Two Saturdays ago I locked myself in my room as a last-ditch effort to escape my out-of-control 4 year old. Not one to be outdone, she proceeded to try to kick down the door--all while still screaming like a maniac, of course. That's when Nic, who will be quick to try and tell you that we were both out of control, finally intervened.*

But let's rewind.

We have a growth chart by our kitchen. Norah is constantly wanting to measure herself. And Lettie. And Mom. And Dad. Which is fine; that's what it's for. On Saturday she wanted to measure her purple Hello Kitty from a birthday trip to Build-a-Bear two years ago.
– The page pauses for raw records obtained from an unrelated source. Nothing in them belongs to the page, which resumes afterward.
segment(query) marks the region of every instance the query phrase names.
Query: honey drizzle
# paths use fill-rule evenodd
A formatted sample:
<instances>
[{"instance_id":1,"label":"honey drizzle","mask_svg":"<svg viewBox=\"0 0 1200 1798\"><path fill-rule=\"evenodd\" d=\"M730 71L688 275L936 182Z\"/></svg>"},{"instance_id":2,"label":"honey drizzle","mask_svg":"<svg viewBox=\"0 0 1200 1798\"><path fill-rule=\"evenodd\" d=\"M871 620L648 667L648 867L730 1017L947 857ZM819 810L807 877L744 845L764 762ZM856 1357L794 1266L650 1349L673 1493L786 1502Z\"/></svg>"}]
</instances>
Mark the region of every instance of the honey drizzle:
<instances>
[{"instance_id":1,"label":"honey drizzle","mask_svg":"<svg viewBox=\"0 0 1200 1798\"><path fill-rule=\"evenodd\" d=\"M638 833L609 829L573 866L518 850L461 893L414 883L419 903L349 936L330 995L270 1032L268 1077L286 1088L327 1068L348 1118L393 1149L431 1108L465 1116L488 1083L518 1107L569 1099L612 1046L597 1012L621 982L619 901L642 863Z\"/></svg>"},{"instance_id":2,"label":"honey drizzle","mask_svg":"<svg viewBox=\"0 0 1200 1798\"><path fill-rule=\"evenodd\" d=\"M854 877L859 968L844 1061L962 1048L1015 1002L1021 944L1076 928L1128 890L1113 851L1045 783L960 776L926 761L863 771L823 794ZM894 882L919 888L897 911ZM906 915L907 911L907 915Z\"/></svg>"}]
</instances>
The problem started after I wrote "Hello Kitty" next to the nearly 2-foot-tall mark:

"No, Mom. That's not how you spell 'Hello Kitty!'"

"Um, yes it is. See? H-E-L-L-O..."

"NO! That's not how you spell Hello Kitty! You spelled it wrong!!"

"Norah, I didn't spell it wrong."

"YOU SPELLED IT WRONG!!! *collapses on the floor* You're supposed to spell it C-N-O..." *yells other random letters she's learned in preschool*

"Okay, then you come write it how you want."

"No! I want YOU to write it!"

"I already did!!!"



After years of having to learn how to deal with me, Nic thinks it's hysterical when I have to try to rationalize with an irrational person. You guys, Norah can be so irrational these days! Each time it happens I swear I'm going to handle it better. And Nic was home for this one, so I was determined to show him that I could get things under control. In hindsight, yelling back at her about how I get paid money to know how to spell things was probably not the best choice. But you know what? I was done talking about it.

She won't stay in her room when she's throwing a fit. There's no audience. Which is why I ended up locked in my room with her banging down the door. At least I could ignore her in there. That's when Nic clearly had enough of the two of us trying to work it out. He has a way of helping Norah calm down when I can't. I'm pretty sure it's called patience, which I clearly lack.

And Norah has little patience for me. Apparently, I'm always doing it wrong, as you can see from this recent Facebook post: 

There's not really a moral to this story, other than my daughter and I need to learn how to communicate differences without freaking out at each other. Wish us luck.

But for the record, I totally spelled it right.


Siouxzy said...

I stirred Milo's spaghetti yesterday. It was pretty much the end of the world. Hopefully it's an age thing...right? Right?

Julia M. said...

I'm pretty sure everyone gets a child just like them, mine is Ruby and at 2 she has me running circles. I like locking myself in my room with earplugs in--that lessens the shrieking. Just in case it ever happens again.